Acetylation and deacetylation of FOXO1 are modulated by CBP/p300 and SIRT1, respectively. Transgenic mice bearing a pancreatic β-cell-specific, SIRT1-overexpressing transgene (BESTO) display improved glucose tolerance and enhanced glucose-stimulated insulin secretion . In addition, oxidative stress-mediated FOXO1 deacetylation induces the expression of neurogenic differentiation (NeuroD) and v-maf (mafmusculoaponeurotic fibrosarcoma) oncogene homolog A (MafA) , which play roles in preserving insulin secretion in response to glucose and thereby promote β-cell compensation. However, the deacetylated form of FOXO1 is more easily degraded by ubiquitination than the acetylated form, suggesting that acetylation status regulates the stability and transcriptional activity of this protein. In contrast, deacetylation of the phosphorylation-defective ADA-FOXO1 mutant, which is constitutively nuclear by virtue of mutation of Thr24 and Ser316 to Ala(A) and Ser253 to Asp(D), does not affect transcriptional activity , indicating that the transcriptional activity of FOXO1 is independent of its phosphorylation status.

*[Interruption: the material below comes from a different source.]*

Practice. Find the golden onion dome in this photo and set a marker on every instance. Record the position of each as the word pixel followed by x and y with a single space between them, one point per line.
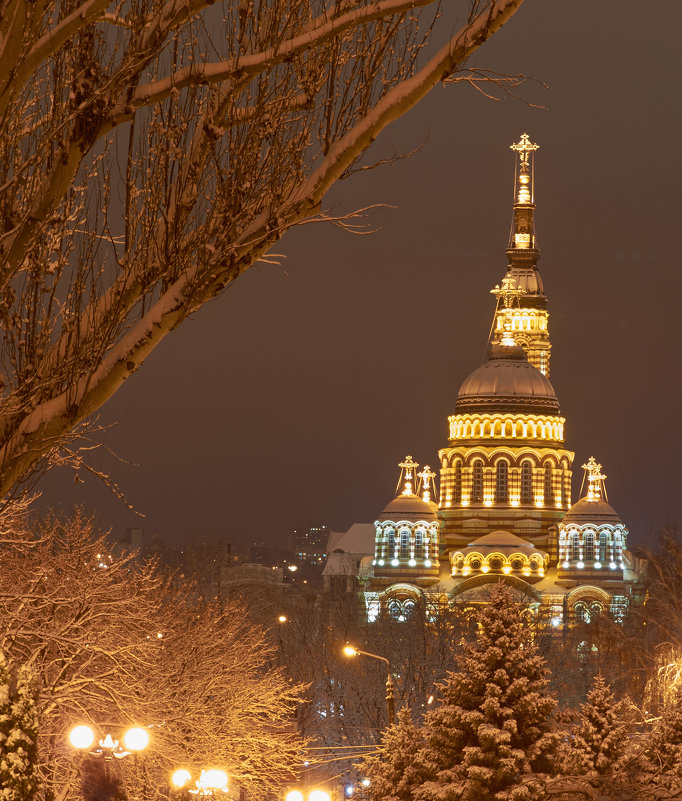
pixel 507 382
pixel 588 510
pixel 409 507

In the pancreas, glucose-induced insulin gene transcription is mediated by three β-cell-specific transcription factors: NeuroD1, PDX1, and MafA . NeuroD1 and PDX1 are OGlcNAcylated and translocated to nucleus under high-glucose conditions, exhibiting increased DNA-binding activity and promoting insulin gene expression and insulin secretion in mouse insulinoma 6 (MIN6) cells [108, 109]. In addition, in the Gato-Kakizaki rat model of T2DM, the levels of O-GlcNAcylated proteins, especially those of PDX1 and O-GlcNAc transferase, were elevated in whole pancreas and islets of Langerhans .
The transcriptional activities of both PDX1 and NeuroD1 are regulated by phosphorylation upon glucose stimulation [111, 112]. In response to glucose and insulin stimulation, PDX1 is phosphorylated by stress-activated protein kinase 2 (SAPK2); phosphorylation by PI3K induces nuclear translocation and transcriptional activation [113–115]. SUMOylation causes nuclear translocation of PDX1 and increases its stability . In contrast, phosphorylation of Ser61 and/or Ser66 by GSK3 during oxidative stress promotes PDX1 degradation .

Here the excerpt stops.